Aujourd’hui, le réflexe naturel des entreprises est de se tourner vers des instituts pour réaliser des études. Est-ce que le réflexe de demain ne consistera pas à travailler avec des solutions de DiY, en s’appuyant au besoin sur des profils de type consultants ? En d’autres termes, quelle est votre vision quant au devenir des instituts d’études ?

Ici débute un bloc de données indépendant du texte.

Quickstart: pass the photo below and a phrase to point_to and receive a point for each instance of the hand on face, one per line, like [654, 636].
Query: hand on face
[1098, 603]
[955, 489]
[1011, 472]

Les entreprises auront toujours besoin des instituts. Je suis persuadé que ceux-ci ont toujours de belles opportunités devant eux, la condition étant d’adopter un positionnement clair, de proposer une offre différenciée et ainsi une valeur ajoutée bien spécifique, indiscutable. Cela n’est pas incompatible avec ce mode de fonctionnement que vous évoquez. Nous avons déjà parmi nos clients des consultants experts sur des domaines bien spécifiques, à qui nous offrons la possibilité d’intégrer dans leur offre le recueil de données. Cette concurrence entre différents types d’acteurs fait partie du jeu.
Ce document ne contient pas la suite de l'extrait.